“Well, she belongs to mine now,” answered Tembarom. “I wouldn’t lose her for a farm.”
“Would you mind my writing that down?” said the duke. “I have a fad for dialects and new phrases.” He hastily scribbled the words in a tablet that he took from his pocket. “Do you like living in England?” he asked in course of time.
“I should like it if I’d been born here,” was the answer.
“I see, I see.”
“If it had not been for finding Miss Alicia, and that I made a promise I’d stay for a year, anyhow, I’d have broken loose at the end of the first week and worked my passage back if I hadn’t had enough in my clothes to pay for it.” He laughed, but it was not real laughter. There was a thing behind it. The situation was more edifying than one could have hoped. “I made a promise, and I’m going to stick it out,” he said.

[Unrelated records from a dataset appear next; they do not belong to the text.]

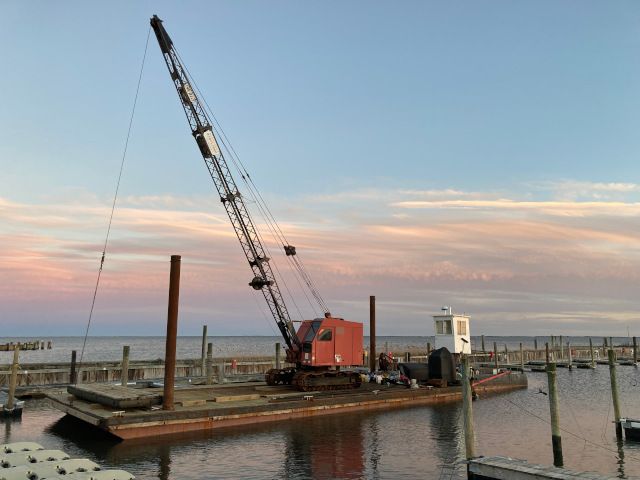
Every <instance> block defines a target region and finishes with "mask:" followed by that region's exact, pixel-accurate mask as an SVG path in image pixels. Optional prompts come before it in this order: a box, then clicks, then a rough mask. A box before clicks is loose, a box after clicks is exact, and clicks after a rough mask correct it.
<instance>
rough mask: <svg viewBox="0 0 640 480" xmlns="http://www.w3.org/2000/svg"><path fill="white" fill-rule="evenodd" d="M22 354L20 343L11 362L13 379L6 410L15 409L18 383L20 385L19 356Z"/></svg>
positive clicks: (13, 350)
mask: <svg viewBox="0 0 640 480" xmlns="http://www.w3.org/2000/svg"><path fill="white" fill-rule="evenodd" d="M19 356H20V344H18V345H16V346H15V348H14V349H13V364H11V379H10V380H9V397H8V398H7V406H6V407H5V410H13V407H14V399H15V396H16V385H18V357H19Z"/></svg>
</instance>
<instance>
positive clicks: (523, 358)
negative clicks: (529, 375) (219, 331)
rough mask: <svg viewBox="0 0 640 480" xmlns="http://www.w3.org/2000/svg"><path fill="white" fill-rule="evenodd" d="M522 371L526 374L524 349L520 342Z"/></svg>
mask: <svg viewBox="0 0 640 480" xmlns="http://www.w3.org/2000/svg"><path fill="white" fill-rule="evenodd" d="M520 370H522V372H524V350H523V348H522V342H520Z"/></svg>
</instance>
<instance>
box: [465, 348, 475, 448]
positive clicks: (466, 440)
mask: <svg viewBox="0 0 640 480" xmlns="http://www.w3.org/2000/svg"><path fill="white" fill-rule="evenodd" d="M471 393H472V392H471V379H470V378H469V357H468V356H467V355H462V410H463V412H464V445H465V451H466V455H467V460H471V459H472V458H474V457H475V456H476V450H475V433H474V428H473V408H472V406H471V403H472V398H471Z"/></svg>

He was going to stick it out because he had promised to endure for a year Temple Barholm and an income of seventy thousand pounds! The duke gazed at him as at a fond dream realized.
“I’ve nothing to do,” Tembarom added.
“Neither have I,” replied the Duke of Stone.
“But you’re used to it, and I’m not. I’m used to working ’steen hours a day, and dropping into bed as tired as a dog, but ready to sleep like one and get up rested.”
“I used to play twenty hours a day once,” answered the duke; “but I didn’t get up rested. That’s probably why I have gout and rheumatism combined. Tell me how you worked, and I will tell you how I played.”